= Hanno (son of Hannibal) =

Carthaginian general from the First Punic War

Hanno (𐤇𐤍𐤀 Ḥɴʾ), whose full name was in Phoenician 𐤇𐤍𐤀 𐤁𐤍 𐤇𐤍𐤁𐤏𐤋 Hna Ben Hanibal) or Hanno son of Hannibal, was, according to Diodorus Siculus, a Carthaginian general during the First Punic War (264 to 241 BC).

Note that this entry is not related to the son of Hammilcar Barca Hannibal, whose son was probably also named Hanno (𐤇𐤍𐤀 Phoenician Hna), and of whom we have very few details of, but belongs to the time of the second Punic wars.

==Historiography==
Writing in the 1st century B.C., Diodorus Siculus, mentions Hanno in his account of the First Punic War and refers to him as “Hanno, son of Hannibal”, to distinguish him from other Carthaginians of that name.

==Battle of Agrigentum==

Before the battle, Hannibal Gisco was in the city of Agrigentum, besieged by the Romans, and Hanno was sent to provide relief.
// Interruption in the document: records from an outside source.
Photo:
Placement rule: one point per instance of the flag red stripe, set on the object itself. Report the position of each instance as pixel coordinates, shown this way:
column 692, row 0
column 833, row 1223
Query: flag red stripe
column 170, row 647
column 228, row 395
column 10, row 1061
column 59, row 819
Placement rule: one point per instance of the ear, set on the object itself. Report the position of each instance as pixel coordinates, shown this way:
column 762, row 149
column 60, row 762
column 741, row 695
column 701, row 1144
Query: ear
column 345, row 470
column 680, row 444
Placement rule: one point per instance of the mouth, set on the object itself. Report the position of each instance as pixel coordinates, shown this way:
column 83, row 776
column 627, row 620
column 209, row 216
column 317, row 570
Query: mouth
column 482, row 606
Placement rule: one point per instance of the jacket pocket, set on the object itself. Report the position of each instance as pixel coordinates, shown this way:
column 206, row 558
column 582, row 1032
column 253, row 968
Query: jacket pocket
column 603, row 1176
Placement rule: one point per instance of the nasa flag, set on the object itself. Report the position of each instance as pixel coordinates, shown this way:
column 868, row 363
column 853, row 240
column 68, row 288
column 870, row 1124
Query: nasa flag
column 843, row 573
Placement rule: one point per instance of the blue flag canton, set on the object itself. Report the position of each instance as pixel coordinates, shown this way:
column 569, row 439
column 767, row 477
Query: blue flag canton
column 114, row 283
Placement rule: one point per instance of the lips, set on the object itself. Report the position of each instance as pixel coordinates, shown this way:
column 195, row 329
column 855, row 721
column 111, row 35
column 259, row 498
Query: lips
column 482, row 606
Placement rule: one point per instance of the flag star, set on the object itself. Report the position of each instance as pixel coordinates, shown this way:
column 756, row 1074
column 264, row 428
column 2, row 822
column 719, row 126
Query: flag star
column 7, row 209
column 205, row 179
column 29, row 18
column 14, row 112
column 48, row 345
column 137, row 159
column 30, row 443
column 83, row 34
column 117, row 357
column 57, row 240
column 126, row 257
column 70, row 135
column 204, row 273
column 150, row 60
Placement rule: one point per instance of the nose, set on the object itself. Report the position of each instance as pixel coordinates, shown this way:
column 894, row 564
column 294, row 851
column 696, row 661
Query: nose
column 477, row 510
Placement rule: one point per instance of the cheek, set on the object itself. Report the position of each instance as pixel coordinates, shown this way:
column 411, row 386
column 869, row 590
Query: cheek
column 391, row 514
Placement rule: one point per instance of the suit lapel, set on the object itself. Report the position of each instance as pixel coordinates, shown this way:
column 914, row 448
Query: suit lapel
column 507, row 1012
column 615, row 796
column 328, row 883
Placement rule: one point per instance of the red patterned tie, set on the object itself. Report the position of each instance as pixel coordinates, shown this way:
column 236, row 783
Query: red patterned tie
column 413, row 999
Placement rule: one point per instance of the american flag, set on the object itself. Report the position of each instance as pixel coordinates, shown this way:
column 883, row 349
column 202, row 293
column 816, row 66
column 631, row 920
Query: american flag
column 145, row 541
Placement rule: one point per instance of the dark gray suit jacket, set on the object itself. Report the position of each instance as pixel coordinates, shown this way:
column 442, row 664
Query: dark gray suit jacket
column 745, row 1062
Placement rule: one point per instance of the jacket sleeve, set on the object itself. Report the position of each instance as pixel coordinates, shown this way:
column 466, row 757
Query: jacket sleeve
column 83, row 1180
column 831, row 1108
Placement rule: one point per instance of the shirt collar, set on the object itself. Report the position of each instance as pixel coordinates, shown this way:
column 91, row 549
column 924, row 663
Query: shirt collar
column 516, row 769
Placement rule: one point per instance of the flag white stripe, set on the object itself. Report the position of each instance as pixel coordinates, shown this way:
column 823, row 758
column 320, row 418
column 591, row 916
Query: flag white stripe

Hanno concentrated his troops at Heraclea Minoa and captured the Roman supply base at Herbesos. He told his Numidian cavalry to attack the Roman cavalry and then feign retreat. The Romans pursued the Numidians as they retreated and were brought to the main Carthaginian column where they suffered many losses. According to Polybius, the siege lasted several months before the Romans defeated the Carthaginians and forced Hanno to retreat.